= Chambre du Roi =

La Chambre du Roi (/fr/), "the king's bedchamber") has always been the central feature of the king's apartment in traditional French palace design Ceremonies surrounding the daily life of the king—such as the levée (the ceremonial raising and dressing of the king held in the morning) and the coucher (the ceremonial undressing and putting to bed of the king)—were conducted in the bedchamber.

In 17th century France under the absolutism of Louis XIV, the bedchamber became the focal point—physically as well as ideologically—of the palace of Versailles. However, the bedchamber—and more particularly the bed—played a singular role in French cultural history during the Ancien Régime.

While a throne has been associated with most European monarchies as a symbol of temporal authority, in France of the Ancien Régime, the throne was virtually non-existent. The only time that a throne, per se, was used during the Ancien Régime was during the king's coronation—as which time it was known as the chaise du sacre—and was used only for the ceremonies of anointing and crowning of the king. During the Ancien Régime, the true symbol of royal authority was the bed.

On the morning of the king's coronation one of the high-ranking ecclesiastic and one of the high-ranking secular peers of the realm (respectively, usually the archbishop of Laon and the duke of Burgundy; however, this varied depending on the internal politics at the time of the coronation) would arrive at the door of the king's bedchamber in the Palais de Tau (the archiepiscopal palace at Reims). The ceremony of the waking king would ensue: the peers would knock on the door of the king's bedchamber and ask, "We have come for the king." "He is not here," would be intoned from behind the door. The question would be placed twice more; the reply to the third time the question was asked, would be, "He is not here, he is risen." At which point, the door opened and the peers saw the king, fully dressed in his coronation robes, reclining on the bed. The two peers would then ceremonially lift the king to his feet and escort him to the cathedral for the coronation.

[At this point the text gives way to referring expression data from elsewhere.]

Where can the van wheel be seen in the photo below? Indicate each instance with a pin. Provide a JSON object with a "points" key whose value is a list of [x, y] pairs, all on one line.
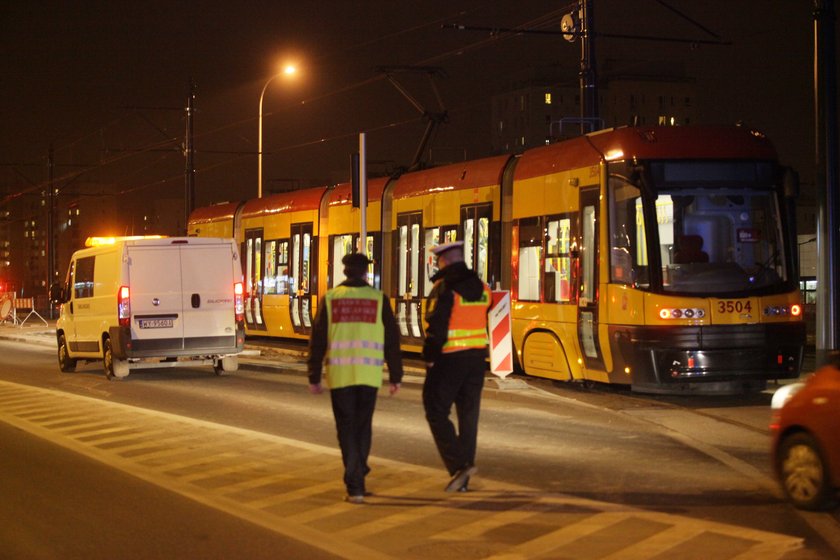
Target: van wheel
{"points": [[114, 367], [65, 362], [226, 365]]}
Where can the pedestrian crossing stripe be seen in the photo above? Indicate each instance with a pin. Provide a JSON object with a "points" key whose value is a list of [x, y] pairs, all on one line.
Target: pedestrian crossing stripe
{"points": [[293, 488]]}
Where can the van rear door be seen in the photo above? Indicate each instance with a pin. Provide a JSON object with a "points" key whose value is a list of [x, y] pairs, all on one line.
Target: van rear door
{"points": [[156, 302], [207, 272]]}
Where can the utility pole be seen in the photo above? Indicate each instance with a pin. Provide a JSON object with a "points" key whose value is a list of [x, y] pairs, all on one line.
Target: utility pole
{"points": [[588, 71], [828, 198], [51, 260], [189, 153]]}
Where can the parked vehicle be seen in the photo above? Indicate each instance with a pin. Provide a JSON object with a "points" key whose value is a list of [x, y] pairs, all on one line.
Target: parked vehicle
{"points": [[151, 302], [660, 258], [806, 438]]}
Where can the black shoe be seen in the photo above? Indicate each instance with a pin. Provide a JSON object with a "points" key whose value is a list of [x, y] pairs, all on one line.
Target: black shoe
{"points": [[465, 487], [460, 478]]}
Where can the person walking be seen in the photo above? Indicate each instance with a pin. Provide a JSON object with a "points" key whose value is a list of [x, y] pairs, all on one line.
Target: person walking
{"points": [[455, 350], [355, 331]]}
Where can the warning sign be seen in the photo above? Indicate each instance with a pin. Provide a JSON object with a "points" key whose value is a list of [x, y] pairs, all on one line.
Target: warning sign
{"points": [[501, 343]]}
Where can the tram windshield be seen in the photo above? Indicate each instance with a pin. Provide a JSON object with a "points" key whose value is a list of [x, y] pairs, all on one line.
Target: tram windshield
{"points": [[716, 226]]}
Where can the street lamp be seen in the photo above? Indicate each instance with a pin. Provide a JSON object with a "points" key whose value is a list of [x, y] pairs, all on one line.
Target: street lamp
{"points": [[288, 70]]}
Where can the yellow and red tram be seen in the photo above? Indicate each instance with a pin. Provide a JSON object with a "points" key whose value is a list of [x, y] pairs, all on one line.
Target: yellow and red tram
{"points": [[662, 258]]}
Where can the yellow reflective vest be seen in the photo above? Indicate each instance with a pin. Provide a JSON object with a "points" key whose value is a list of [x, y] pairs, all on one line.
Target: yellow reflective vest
{"points": [[355, 349], [468, 323]]}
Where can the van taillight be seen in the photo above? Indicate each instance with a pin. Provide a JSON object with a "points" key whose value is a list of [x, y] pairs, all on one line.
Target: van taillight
{"points": [[123, 306], [239, 301]]}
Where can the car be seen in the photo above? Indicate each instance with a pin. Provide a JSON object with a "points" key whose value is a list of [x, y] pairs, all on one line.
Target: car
{"points": [[806, 438]]}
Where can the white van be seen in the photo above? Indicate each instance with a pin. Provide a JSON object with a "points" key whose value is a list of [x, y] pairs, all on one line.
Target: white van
{"points": [[143, 302]]}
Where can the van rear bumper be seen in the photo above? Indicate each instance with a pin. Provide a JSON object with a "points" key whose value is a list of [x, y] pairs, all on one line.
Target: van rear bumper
{"points": [[125, 347]]}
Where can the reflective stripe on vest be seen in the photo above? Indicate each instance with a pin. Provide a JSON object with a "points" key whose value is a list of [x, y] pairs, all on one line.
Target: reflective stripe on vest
{"points": [[355, 352], [468, 323]]}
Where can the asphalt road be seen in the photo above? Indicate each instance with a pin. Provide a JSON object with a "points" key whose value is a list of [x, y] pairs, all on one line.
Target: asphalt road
{"points": [[563, 452]]}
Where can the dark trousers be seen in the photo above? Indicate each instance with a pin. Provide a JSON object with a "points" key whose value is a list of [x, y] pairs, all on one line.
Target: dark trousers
{"points": [[353, 411], [457, 379]]}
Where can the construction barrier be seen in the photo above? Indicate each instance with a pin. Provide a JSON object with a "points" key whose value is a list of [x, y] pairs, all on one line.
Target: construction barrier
{"points": [[10, 304], [501, 343]]}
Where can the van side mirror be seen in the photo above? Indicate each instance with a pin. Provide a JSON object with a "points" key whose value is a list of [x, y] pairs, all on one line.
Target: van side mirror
{"points": [[56, 294]]}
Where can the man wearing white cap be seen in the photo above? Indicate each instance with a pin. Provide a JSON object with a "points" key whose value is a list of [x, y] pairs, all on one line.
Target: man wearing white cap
{"points": [[455, 350]]}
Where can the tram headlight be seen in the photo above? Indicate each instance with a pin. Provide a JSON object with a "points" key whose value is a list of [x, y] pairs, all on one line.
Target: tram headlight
{"points": [[794, 310], [681, 313]]}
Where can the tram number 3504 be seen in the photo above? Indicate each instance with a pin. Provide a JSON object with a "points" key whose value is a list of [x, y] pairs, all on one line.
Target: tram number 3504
{"points": [[734, 306]]}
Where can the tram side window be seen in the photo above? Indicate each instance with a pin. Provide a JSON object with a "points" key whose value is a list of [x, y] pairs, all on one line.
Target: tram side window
{"points": [[409, 255], [436, 236], [477, 234], [276, 280], [558, 260], [342, 245], [628, 254], [530, 256]]}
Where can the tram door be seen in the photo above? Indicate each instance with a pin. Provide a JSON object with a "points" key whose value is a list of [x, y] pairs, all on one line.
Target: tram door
{"points": [[253, 279], [588, 296], [475, 221], [300, 277], [408, 285]]}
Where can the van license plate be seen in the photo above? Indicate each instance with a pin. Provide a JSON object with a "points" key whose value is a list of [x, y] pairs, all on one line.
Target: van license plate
{"points": [[156, 323]]}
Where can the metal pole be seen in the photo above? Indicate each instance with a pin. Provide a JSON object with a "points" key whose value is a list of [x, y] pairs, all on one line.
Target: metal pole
{"points": [[189, 149], [828, 236], [51, 260], [588, 72], [259, 139], [362, 194]]}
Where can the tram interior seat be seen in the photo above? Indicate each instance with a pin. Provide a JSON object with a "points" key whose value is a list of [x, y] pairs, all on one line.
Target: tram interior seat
{"points": [[690, 250]]}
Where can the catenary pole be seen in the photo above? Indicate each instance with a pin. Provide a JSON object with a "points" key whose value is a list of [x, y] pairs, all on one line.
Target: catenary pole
{"points": [[828, 198]]}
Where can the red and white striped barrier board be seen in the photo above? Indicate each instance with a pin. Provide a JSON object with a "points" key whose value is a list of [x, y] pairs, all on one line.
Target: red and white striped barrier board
{"points": [[501, 343]]}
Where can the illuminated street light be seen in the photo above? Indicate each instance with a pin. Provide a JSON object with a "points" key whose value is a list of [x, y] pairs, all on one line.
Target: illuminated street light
{"points": [[288, 70]]}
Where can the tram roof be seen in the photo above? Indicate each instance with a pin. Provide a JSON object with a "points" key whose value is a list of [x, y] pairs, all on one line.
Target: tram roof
{"points": [[660, 142], [343, 192], [458, 176], [214, 213], [292, 201]]}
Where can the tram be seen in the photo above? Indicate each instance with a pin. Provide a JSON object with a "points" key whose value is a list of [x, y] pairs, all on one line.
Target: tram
{"points": [[663, 258]]}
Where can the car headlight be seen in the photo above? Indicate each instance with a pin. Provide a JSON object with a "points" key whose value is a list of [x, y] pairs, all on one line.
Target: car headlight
{"points": [[784, 394]]}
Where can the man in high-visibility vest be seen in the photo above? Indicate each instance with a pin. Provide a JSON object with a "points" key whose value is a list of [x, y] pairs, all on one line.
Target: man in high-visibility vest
{"points": [[455, 350], [355, 330]]}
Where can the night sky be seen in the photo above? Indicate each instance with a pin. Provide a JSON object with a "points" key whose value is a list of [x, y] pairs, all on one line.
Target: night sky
{"points": [[105, 83]]}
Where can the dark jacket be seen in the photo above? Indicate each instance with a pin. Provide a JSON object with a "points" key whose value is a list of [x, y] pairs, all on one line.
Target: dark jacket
{"points": [[318, 341], [454, 278]]}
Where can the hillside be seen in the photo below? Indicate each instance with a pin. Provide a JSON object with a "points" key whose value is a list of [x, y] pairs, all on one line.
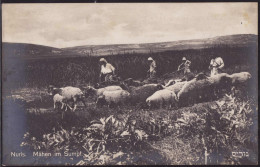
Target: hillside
{"points": [[231, 40], [31, 51]]}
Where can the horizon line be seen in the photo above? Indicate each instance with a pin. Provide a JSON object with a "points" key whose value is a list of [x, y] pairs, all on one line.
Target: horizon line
{"points": [[125, 43]]}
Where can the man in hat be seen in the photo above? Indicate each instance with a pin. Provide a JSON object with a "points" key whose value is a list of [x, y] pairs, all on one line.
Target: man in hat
{"points": [[152, 69], [216, 65], [185, 65], [107, 70]]}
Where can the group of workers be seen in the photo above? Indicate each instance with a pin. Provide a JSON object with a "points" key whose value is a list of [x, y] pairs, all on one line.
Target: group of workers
{"points": [[107, 70]]}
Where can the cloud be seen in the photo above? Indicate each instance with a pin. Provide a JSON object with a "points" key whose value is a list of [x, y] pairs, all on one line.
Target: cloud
{"points": [[64, 25]]}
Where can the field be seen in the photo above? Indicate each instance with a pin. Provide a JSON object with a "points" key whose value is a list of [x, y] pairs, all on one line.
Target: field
{"points": [[205, 133]]}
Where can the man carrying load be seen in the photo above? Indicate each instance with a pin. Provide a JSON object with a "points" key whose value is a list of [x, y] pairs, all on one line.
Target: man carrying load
{"points": [[152, 69], [185, 65], [107, 71], [216, 66]]}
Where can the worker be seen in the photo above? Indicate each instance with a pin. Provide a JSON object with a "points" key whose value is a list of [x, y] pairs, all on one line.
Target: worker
{"points": [[216, 65], [107, 71], [152, 69], [185, 65]]}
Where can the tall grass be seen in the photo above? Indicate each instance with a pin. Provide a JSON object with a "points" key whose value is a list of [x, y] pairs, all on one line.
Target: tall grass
{"points": [[83, 70]]}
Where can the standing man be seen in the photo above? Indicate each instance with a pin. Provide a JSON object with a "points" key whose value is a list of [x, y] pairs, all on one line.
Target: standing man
{"points": [[152, 70], [216, 65], [185, 65], [107, 70]]}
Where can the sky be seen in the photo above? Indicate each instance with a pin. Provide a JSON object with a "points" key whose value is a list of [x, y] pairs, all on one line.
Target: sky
{"points": [[76, 24]]}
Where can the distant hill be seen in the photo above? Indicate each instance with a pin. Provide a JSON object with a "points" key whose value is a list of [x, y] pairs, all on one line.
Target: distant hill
{"points": [[32, 51], [231, 40]]}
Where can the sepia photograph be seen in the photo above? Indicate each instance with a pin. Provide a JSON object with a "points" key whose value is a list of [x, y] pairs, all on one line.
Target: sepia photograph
{"points": [[129, 84]]}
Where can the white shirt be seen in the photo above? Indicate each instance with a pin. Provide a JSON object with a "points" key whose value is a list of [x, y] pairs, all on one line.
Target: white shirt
{"points": [[217, 63], [108, 68]]}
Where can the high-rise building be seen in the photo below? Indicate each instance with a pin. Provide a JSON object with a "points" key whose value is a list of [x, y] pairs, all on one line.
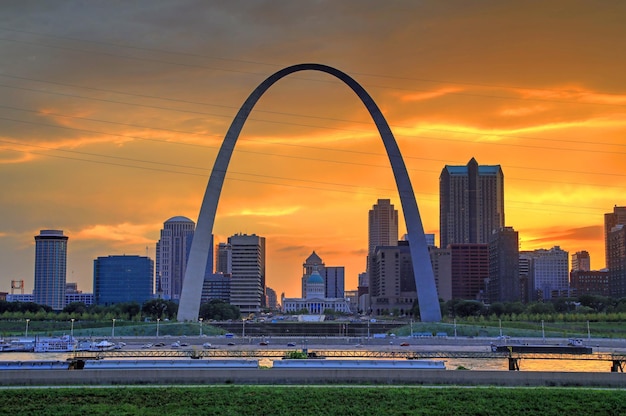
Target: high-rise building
{"points": [[311, 264], [382, 231], [383, 225], [172, 252], [223, 259], [392, 282], [121, 279], [334, 281], [549, 273], [470, 270], [216, 286], [617, 260], [590, 282], [504, 282], [471, 200], [581, 261], [247, 285], [50, 268], [272, 299], [611, 219], [440, 259]]}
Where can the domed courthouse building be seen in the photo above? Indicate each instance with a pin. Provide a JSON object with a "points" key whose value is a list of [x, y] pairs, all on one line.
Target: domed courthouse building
{"points": [[315, 302], [314, 298]]}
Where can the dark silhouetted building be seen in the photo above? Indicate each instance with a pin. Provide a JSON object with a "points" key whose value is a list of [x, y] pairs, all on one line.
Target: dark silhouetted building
{"points": [[50, 268], [504, 282], [121, 279], [469, 265], [471, 201]]}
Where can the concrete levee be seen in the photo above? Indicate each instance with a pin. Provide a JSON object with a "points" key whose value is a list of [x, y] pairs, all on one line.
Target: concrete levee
{"points": [[310, 376]]}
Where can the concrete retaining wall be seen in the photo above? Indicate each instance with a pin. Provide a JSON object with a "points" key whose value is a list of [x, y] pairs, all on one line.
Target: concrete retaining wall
{"points": [[311, 376]]}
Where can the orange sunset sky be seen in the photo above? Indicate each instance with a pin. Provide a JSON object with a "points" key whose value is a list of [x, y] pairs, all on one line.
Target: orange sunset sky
{"points": [[111, 114]]}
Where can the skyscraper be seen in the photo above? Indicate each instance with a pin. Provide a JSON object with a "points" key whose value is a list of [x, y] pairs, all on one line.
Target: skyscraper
{"points": [[119, 279], [50, 268], [471, 202], [612, 219], [581, 261], [247, 288], [549, 272], [383, 225], [172, 251], [504, 281], [617, 260]]}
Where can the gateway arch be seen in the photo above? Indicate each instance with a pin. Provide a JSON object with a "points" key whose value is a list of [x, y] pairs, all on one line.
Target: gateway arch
{"points": [[422, 268]]}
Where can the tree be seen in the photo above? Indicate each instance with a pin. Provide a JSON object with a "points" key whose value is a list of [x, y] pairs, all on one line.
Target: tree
{"points": [[219, 310], [159, 309]]}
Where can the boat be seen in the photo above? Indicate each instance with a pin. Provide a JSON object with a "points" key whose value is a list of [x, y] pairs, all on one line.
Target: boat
{"points": [[574, 346], [92, 346], [17, 345], [65, 343]]}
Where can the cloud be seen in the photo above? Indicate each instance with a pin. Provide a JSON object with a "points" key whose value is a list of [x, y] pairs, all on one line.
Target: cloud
{"points": [[588, 233], [125, 233], [429, 95], [265, 212]]}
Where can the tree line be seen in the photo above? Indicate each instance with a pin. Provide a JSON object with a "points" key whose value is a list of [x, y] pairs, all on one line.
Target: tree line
{"points": [[150, 310]]}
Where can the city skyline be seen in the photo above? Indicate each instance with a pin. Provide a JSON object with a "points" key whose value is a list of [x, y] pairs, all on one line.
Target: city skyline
{"points": [[111, 119]]}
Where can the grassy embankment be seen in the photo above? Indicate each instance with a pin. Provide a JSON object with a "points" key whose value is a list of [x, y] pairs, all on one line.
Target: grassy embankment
{"points": [[281, 400], [551, 329]]}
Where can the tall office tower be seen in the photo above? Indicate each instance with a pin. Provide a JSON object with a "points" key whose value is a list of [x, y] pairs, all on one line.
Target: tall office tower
{"points": [[611, 219], [382, 231], [440, 258], [526, 277], [617, 260], [334, 281], [392, 283], [469, 265], [172, 251], [120, 279], [223, 259], [471, 203], [549, 273], [215, 286], [272, 299], [50, 268], [590, 282], [311, 264], [504, 282], [383, 225], [247, 285], [581, 261]]}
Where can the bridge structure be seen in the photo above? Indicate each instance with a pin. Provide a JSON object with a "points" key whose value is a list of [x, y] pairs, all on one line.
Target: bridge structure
{"points": [[196, 264], [617, 360]]}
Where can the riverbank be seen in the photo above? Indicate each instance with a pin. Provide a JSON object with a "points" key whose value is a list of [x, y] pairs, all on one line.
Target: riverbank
{"points": [[282, 376]]}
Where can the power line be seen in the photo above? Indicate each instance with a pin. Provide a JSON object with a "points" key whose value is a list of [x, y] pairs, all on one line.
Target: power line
{"points": [[351, 130], [240, 61], [266, 111]]}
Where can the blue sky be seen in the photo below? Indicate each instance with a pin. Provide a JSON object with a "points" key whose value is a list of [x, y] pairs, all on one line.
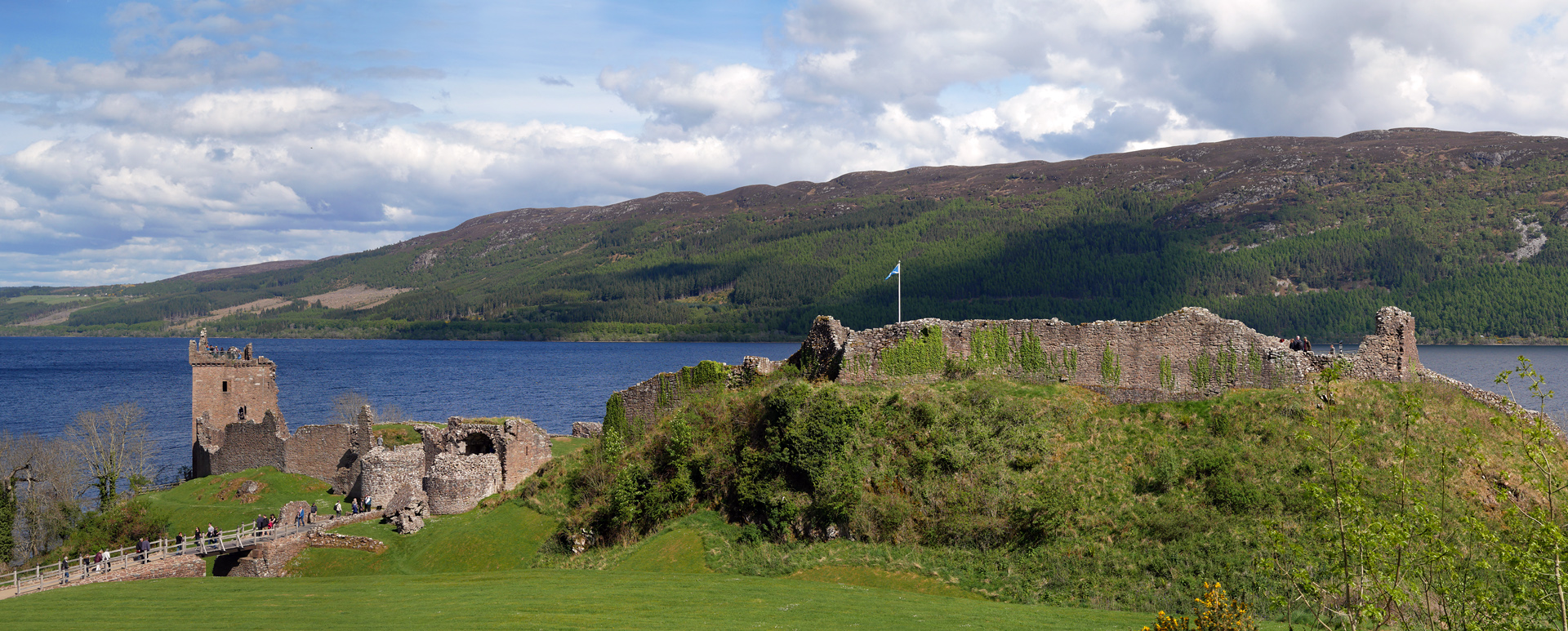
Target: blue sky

Monarchial rule in France under the Ancien Régime was autocratic and the king's will was obeyed, by and large, universally in the realm. However, there were occasions in which royal authority was challenged—namely with the Parlements. During the Ancien Régime, France was divided into jurisdictions which presided—in the name of the king—over legal issues. The Parlement of Paris was the oldest and held sway over the provincial parlements. When royal edicts needed to be officially registered, they were sent to the Parlement of Paris (or provincial parlements, depending on the issue at hand). If the parlement judged the edict not to be in the interest of the state, it would refuse to register the edict. In such cases, the king would appear in state and would preside over a ceremony in which he would impose his will on parlement to force registration of the edict. This ceremony was call a lit de justice—bed of justice. Rather than the king sitting on a throne, he would recline on a bed-like piece of furniture in order to preside over the ceremony.

The bed as a symbol of royal authority was further emphasized in that the bed was always placed in an alcove that was separated by a decorative balustrade. Entry into the alcove behind the balustrade was strictly forbidden, unless authorized by the king. Additionally, during the Ancien Régime, court etiquette demanded that when one passed in front of the king's bed, reverence had to be paid: women deeply curtsied; men removed their hats and bowed. Furthermore, when the king died, a full-sized effigy would be placed on the bed and displayed publicly for two weeks, until the king's body had been interred in the royal crypt at the Basilica of Saint Denis.

In many respect, the chambre du roi and the bed represented the unbroken continuation of the monarchy. For while the corporeal aspect of the king died, the spiritual—which is to say the soul of the king and, by association, that of the state—passed unbroken to the successor.